Data shows Spain's economy is recovering, but tell that to Javier Pichel: this summer he packed and left for the only place he could find a decent job - Germany. Millions of Spaniards are scraping by on benefits, family handouts or working cash-in-hand as they wait for the apparent economic rebound to create the hundreds of thousands of jobs the government promised.
Experts say that these jobs are being created - but that the problem is many of them only last a few days.
Since leaving school, 22-year-old Pichel from the northwestern Galicia region has racked up training certificates in finance and business, but has received no decent job offers in Spain.
"You can get a contract for three weeks or three months. You're happy, but you quickly realize that there is no job security," he said. Spain's government is forecasting the economy will grow by 3.3 percent this year, one of the strongest rates in the Eurozone.
Prime Minister Mariano Rajoy passed reforms in 2012 making it easier for firms to hire and fire as part of his austerity reforms. Now he has promised a million jobs would be created over the 2014-2015 period.

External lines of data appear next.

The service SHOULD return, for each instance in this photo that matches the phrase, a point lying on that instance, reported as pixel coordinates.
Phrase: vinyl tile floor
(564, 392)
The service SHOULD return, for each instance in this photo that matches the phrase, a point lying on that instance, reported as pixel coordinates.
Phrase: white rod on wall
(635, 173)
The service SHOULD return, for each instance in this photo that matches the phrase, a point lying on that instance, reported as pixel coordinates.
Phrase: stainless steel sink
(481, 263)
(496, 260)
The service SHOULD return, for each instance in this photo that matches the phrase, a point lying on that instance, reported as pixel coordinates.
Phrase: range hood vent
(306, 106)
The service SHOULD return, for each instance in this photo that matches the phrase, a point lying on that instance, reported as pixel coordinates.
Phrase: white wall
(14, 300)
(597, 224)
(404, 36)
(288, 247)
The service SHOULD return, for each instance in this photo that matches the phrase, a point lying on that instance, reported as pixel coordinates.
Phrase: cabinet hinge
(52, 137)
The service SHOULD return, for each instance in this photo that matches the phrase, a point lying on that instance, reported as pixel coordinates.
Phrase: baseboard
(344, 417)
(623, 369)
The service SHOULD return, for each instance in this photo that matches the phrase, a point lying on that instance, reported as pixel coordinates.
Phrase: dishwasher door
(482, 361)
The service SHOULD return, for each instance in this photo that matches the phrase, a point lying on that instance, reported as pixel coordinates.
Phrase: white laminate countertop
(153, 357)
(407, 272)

Pichel and others his age find that hard to imagine. Opposition parties and labor unions dispute the diagnosis given by the conservative government, which is preparing to fight for re-election in December. Spain's unemployment rate remains extremely high at more than 22 percent. One in every two eligible workers under the age of 25 is out of work.
Spain suffered two recessions after its housing bubble burst in 2008. It returned to growth in mid-2013. Many of the millions of immigrants who were drawn to Spain during the prior boom years were driven away by the crisis.